The situation worsened following the March 2024 terrorist attack at the Crocus City Hall near Moscow — Russia’s deadliest such incident in 20 years — in which over 140 people were killed. Russian authorities arrested four Tajik nationals as suspects, and while their involvement remains under investigation, the event triggered an eruption of anti-migrant sentiment across the country.

Sweeping security raids, mass detentions, and a spike in street-level harassment followed. The Russian government responded by tightening immigration rules and expanding powers to expel foreign workers. Thousands were detained for minor infractions — expired registration documents, failure to update addresses, or traffic violations. Critics say these laws are being selectively enforced against Central Asians.

Kadyrbek Tashimbekov, a 29-year-old from Kyrgyzstan, is among the nearly 300,000 Kyrgyz migrants who have left Russia since 2023 — either expelled or by personal choice. “I was expelled after working there for eight years,” he said. Now, back in Batken, Tashimbekov has found work operating a crane on the new school site.

Back in Kyrgyzstan, President Sadyr Japarov has pledged to reverse the tide of emigration.
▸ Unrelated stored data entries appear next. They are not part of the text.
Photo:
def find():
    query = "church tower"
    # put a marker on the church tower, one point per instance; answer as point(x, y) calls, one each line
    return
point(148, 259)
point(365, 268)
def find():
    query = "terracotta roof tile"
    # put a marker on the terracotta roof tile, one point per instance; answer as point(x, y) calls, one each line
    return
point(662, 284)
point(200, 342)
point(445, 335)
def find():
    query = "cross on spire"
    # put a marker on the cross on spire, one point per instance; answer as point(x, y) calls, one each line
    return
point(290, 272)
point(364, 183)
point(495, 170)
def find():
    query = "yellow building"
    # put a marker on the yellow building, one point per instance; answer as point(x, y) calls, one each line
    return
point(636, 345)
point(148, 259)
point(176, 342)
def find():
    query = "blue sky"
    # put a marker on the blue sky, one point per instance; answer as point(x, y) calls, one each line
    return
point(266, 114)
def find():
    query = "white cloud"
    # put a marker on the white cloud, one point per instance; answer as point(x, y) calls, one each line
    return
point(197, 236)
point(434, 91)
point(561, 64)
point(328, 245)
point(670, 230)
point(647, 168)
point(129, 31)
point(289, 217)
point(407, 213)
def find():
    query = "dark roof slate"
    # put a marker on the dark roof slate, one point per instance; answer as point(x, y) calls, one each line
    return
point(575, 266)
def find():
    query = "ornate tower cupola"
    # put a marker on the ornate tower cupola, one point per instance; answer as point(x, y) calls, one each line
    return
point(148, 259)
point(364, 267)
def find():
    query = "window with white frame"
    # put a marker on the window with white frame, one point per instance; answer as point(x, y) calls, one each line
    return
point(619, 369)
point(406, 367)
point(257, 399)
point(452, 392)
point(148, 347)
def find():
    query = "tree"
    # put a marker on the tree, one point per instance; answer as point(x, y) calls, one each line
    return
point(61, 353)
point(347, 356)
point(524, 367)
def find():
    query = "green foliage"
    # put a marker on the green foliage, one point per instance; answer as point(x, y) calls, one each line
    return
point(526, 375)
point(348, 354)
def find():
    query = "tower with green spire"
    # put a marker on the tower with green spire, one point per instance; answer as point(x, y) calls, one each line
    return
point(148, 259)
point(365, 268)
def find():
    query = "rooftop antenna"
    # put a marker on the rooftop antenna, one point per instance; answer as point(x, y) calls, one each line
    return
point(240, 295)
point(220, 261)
His administration has launched incentives to encourage skilled workers to return — offering subsidized loans, tax breaks for returning entrepreneurs, and rural development grants. Public messaging now encourages patriotic investment in local communities.

“We are building this with the hope that if we have such centres, we will train them in the right professions, guide them,” said Akhmatov. “And maybe there will be less emigration.”

It is a delicate balance: Central Asian economies depend deeply on the money migrants send home — yet their overreliance on a single, unstable partner (Russia) leaves them vulnerable to geopolitical shocks and domestic crises.

To break that cycle, experts say governments must shift from survival-mode remittance dependency to sustainable domestic development. That means building local job markets, strengthening educational institutions, and investing in small business ecosystems.

There are signs of hope. In 2024, Kyrgyzstan recorded its highest rate of small business registration since independence, with returning migrants starting food services, IT businesses, and construction firms. In Uzbekistan, remittance-financed start-ups in renewable energy and textile manufacturing are beginning to scale.

Moreover, the relative decline of the Kyrgyz and Tajik somoni against the Russian ruble has paradoxically increased the real value of remittances, giving returnees greater purchasing power at home. In Mehrobod, Majidov says the money now stretches further than ever before.

With Russia’s role as a migration hub facing increasing scrutiny, some Central Asian governments are exploring alternative labor destinations. Kazakhstan, Turkey, South Korea, and even Gulf nations like Qatar have been floated as potential partners for temporary labor programs. Yet these relationships are still in their infancy and unlikely to replace the volume and convenience of the Russian pipeline.

Regional cooperation may hold part of the solution. The Eurasian Economic Union (EAEU), of which Kyrgyzstan and Kazakhstan are members, offers some freedom of labor movement. There is growing interest in expanding such arrangements to minimize dependency on Russia and create a more resilient migration strategy.

But the true change, say locals like Abdinabiyev and Tashimbekov, must begin at home — with each returning worker investing not just in their village’s buildings, but in its future.

As the walls of Batken’s new school rise higher, the air rings with the noise of construction — saws, drills, shouted instructions. It is the sound of a society being rebuilt — not by politicians or foreign donors, but by the very people who once had to leave it behind.

“We went abroad to survive,” said Tashimbekov, pausing his crane. “Now we are home, and we want to build something better.”